Real Estate

Housing demand to remain subdued in FY20, affordable segment to decline sharply: India Ratings

V Rishi Kumar Hyderabad | Updated on December 20, 2019

After having improved slightly over FY17-FY19, the overall residential demand across the top six cities -- Bengaluru, Chennai, Hyderabad, Mumbai Metropolitan Region (MMR), National Capital Region (NCR) and Pune -- is unlikely to grow in FY20, according to India Ratings.

This has been attributed to the slowing economy and the reduced ability of developers to deliver on time, in the light of increased funding challenges for the real estate sector. Ind-Ra expects unsold inventory levels to remain stable, supported by limited launches.

Unsold inventory

As of the first half of FY20 in the six key markets, Hyderabad and Pune had the least QTS inventory, while Chennai had the maximum unsold inventory, followed by MMR.

Residential sales were down 5 per cent yoy at 136 million sqft in 1HFY20, across the top six cities in India. NCR saw the maximum decline , while Hyderabad maintained its strong growth momentum in terms of the area sold.

Further, the affordable housing segment (homes valued up to Rs 50 lakh), which grew steadily over FY17-FY19, saw the biggest decline in 1HFY20, despite the measures implemented by the government, including the provision of interest subvention under the Credit Linked Subsidy Scheme and tax benefits in the form of higher income tax deduction.

Housing sector underperforms

The residential sector continues to under-perform as an asset class, impacting investor demand. Hyderabad is the only market that has shown a price CAGR of high single digits, while the other markets have lagged behind, with a sub-par price CAGR of 1-2 per cent over the last five years.

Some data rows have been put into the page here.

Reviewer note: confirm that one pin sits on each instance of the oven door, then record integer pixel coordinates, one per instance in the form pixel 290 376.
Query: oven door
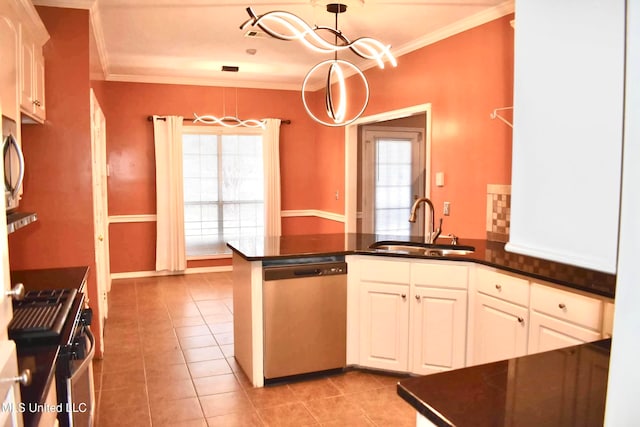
pixel 80 403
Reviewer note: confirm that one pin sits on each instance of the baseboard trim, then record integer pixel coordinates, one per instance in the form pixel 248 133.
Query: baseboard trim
pixel 293 213
pixel 195 270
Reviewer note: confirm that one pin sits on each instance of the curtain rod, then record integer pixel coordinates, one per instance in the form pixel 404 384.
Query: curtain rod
pixel 150 118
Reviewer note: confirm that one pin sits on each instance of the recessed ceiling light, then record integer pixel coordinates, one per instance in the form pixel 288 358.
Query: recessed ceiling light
pixel 254 34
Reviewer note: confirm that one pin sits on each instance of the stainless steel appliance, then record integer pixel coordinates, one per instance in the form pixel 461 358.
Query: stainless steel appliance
pixel 305 318
pixel 13 163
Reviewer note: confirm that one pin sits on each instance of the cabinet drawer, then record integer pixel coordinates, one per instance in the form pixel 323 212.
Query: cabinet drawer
pixel 579 309
pixel 384 271
pixel 503 286
pixel 439 275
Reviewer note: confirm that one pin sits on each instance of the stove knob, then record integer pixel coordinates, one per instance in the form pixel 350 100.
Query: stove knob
pixel 24 378
pixel 17 292
pixel 86 316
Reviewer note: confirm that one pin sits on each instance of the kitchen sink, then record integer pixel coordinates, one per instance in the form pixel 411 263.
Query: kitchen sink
pixel 421 249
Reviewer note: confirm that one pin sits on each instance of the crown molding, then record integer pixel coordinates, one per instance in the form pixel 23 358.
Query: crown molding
pixel 458 27
pixel 69 4
pixel 177 80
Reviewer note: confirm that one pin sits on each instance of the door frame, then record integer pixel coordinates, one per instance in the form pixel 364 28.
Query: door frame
pixel 99 171
pixel 368 158
pixel 351 157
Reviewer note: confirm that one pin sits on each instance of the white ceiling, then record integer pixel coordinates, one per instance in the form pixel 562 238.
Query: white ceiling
pixel 188 41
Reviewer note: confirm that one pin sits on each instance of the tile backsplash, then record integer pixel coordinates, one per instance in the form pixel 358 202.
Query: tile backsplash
pixel 498 212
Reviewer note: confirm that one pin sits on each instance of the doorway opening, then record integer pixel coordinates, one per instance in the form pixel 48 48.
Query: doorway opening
pixel 386 174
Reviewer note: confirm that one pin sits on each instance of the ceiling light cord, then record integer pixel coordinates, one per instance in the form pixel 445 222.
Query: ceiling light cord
pixel 289 27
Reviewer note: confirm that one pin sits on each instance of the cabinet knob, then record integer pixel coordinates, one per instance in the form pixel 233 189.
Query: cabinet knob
pixel 17 292
pixel 24 378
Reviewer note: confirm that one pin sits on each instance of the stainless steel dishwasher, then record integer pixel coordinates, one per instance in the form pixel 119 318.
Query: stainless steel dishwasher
pixel 305 318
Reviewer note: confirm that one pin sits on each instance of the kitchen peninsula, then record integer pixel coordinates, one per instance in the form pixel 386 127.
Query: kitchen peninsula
pixel 536 282
pixel 584 291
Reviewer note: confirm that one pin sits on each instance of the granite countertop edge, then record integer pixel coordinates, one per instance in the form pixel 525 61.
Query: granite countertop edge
pixel 361 248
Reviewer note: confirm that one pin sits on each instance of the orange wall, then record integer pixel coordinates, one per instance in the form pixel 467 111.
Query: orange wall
pixel 58 158
pixel 130 153
pixel 464 78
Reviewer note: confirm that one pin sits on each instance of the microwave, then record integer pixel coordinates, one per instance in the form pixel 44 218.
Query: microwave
pixel 13 164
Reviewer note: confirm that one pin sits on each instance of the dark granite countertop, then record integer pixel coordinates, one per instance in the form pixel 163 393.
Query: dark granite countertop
pixel 560 387
pixel 486 252
pixel 41 359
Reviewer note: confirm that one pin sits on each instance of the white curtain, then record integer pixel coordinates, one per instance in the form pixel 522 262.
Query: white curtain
pixel 271 156
pixel 170 246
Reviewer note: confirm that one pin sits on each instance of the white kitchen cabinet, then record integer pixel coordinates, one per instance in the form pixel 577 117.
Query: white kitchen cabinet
pixel 22 36
pixel 607 319
pixel 9 38
pixel 383 304
pixel 32 100
pixel 560 318
pixel 500 329
pixel 438 328
pixel 384 326
pixel 567 132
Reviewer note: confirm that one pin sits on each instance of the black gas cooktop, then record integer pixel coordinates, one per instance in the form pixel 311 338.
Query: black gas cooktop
pixel 40 316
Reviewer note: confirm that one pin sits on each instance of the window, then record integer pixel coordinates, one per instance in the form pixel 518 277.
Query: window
pixel 392 174
pixel 223 187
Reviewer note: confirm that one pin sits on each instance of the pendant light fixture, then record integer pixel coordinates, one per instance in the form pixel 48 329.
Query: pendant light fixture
pixel 229 121
pixel 289 27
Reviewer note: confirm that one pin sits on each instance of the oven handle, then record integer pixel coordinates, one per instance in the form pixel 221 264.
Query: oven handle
pixel 89 357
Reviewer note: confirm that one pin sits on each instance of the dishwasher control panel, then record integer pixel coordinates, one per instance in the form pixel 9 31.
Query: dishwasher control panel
pixel 304 270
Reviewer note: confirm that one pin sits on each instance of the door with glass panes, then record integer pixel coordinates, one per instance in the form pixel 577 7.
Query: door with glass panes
pixel 393 176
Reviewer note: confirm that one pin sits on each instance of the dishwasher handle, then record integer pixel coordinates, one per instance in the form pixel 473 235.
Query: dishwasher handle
pixel 307 272
pixel 302 271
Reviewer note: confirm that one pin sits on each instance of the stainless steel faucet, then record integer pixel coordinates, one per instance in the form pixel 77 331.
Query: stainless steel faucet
pixel 432 233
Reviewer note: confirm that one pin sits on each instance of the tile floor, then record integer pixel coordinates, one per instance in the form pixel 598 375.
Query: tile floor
pixel 169 362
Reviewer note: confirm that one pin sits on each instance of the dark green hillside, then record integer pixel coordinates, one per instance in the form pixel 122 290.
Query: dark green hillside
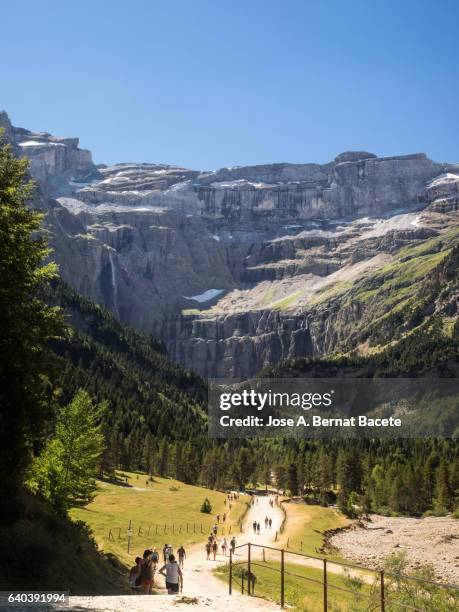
pixel 148 397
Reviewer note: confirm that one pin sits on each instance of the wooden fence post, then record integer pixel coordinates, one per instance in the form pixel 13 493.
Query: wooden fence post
pixel 325 586
pixel 249 567
pixel 383 597
pixel 231 573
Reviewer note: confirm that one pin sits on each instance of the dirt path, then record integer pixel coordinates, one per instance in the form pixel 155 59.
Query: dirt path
pixel 201 587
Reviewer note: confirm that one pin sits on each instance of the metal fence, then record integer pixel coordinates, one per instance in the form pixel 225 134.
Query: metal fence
pixel 379 599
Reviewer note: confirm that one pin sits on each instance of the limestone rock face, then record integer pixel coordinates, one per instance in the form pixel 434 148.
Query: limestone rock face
pixel 224 265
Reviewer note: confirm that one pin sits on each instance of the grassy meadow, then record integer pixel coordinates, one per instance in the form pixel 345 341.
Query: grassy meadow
pixel 303 586
pixel 162 511
pixel 305 524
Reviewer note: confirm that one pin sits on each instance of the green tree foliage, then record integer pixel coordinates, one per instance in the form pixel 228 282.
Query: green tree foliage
pixel 64 473
pixel 27 324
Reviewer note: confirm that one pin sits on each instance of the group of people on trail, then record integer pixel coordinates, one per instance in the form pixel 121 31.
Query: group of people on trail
pixel 212 546
pixel 230 498
pixel 142 574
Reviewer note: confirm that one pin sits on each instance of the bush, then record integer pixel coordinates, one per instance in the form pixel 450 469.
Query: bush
pixel 206 507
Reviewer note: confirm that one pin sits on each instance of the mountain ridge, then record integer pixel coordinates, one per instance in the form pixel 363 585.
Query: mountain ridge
pixel 228 267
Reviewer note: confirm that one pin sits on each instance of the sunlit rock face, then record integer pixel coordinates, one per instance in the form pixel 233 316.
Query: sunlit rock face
pixel 226 266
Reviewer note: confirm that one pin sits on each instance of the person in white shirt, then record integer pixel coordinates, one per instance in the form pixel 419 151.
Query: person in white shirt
pixel 174 576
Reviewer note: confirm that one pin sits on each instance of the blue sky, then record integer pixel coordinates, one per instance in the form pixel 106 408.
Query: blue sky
pixel 218 83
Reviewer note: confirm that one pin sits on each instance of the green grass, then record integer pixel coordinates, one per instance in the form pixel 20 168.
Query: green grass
pixel 305 525
pixel 151 506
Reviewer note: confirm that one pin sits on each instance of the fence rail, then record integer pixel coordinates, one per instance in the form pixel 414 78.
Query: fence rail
pixel 171 529
pixel 378 590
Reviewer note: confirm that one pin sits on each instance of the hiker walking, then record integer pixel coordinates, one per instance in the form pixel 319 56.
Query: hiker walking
pixel 147 573
pixel 182 555
pixel 134 575
pixel 173 575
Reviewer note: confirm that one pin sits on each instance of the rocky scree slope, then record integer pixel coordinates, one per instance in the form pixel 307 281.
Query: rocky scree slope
pixel 241 267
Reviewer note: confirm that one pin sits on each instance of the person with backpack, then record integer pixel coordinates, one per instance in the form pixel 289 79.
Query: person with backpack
pixel 173 575
pixel 147 573
pixel 182 555
pixel 134 575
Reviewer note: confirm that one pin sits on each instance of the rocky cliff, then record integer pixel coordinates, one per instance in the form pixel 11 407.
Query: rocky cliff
pixel 232 268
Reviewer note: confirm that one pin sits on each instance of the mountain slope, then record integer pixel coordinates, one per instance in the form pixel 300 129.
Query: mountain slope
pixel 239 268
pixel 147 395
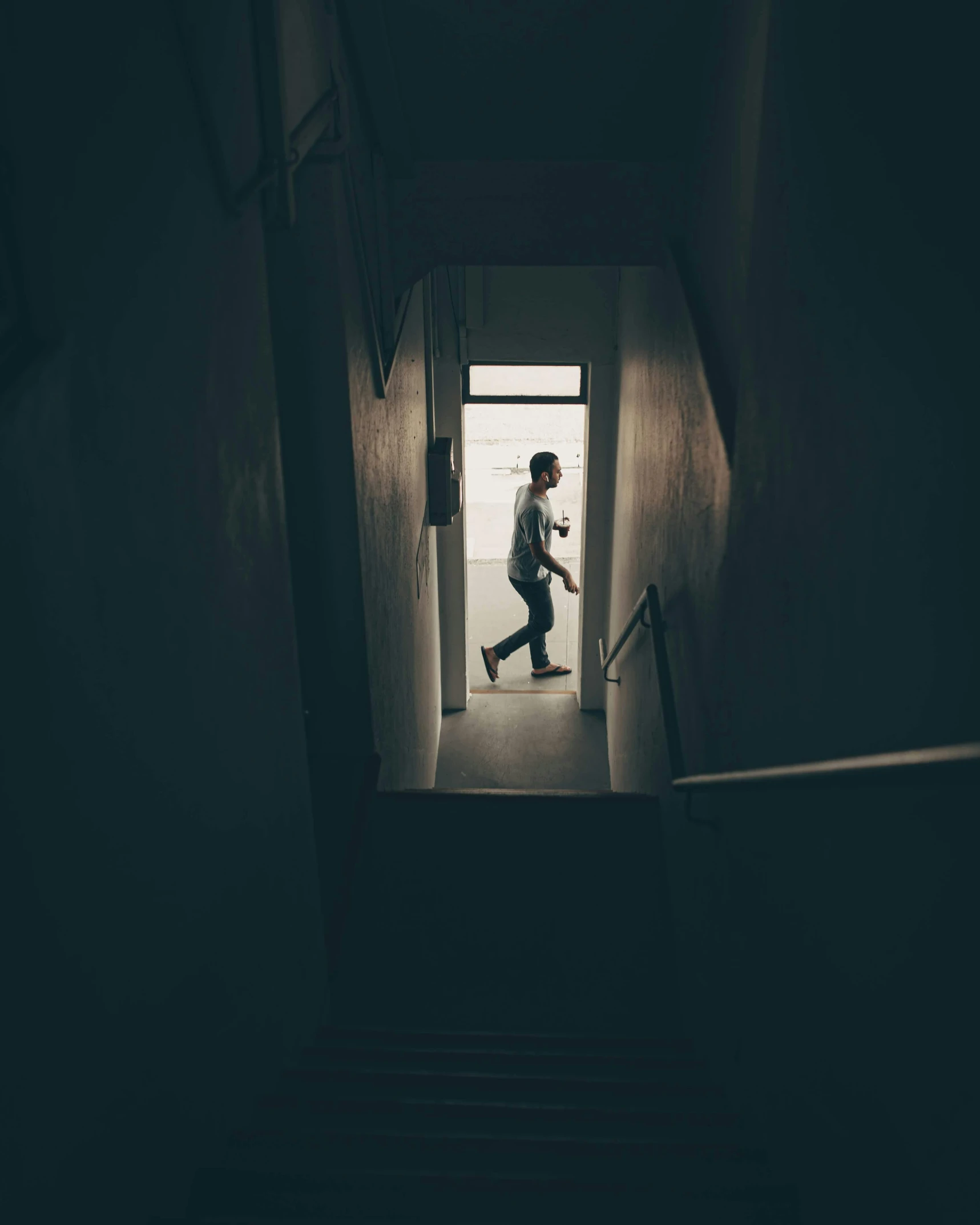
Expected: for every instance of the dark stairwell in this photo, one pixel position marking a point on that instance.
(241, 249)
(507, 1044)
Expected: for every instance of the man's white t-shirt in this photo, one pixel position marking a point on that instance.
(533, 519)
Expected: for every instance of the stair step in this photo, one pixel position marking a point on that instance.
(495, 1087)
(490, 1041)
(506, 1062)
(428, 1197)
(416, 1114)
(337, 1152)
(500, 795)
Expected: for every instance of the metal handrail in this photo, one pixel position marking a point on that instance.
(651, 599)
(949, 762)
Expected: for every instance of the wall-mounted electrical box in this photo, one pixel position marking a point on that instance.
(445, 484)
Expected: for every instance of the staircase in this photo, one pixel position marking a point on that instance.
(526, 909)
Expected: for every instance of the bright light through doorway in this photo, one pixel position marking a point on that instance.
(500, 440)
(525, 380)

The demand slowdown has been aggravated by reduced credit availability for the developers amid the ongoing liquidity challenges for non-banking finance companies and housing finance companies, leading to elevated refinancing as well as execution risks for the sector. The government has taken several steps to provide funding support to real estate developers, such as setting up a fund of Rs 250 billion to provide an alternate financing channel to net worth-positive projects that have been stalled due to operational liquidity/ credit availability issues.

Grade-I residential players continue to generate strong sales due to the ongoing market consolidation. Pre-sales for the top 10 listed players grew about 16 per cent yoy in 1HFY20 to about 14.2 million sf.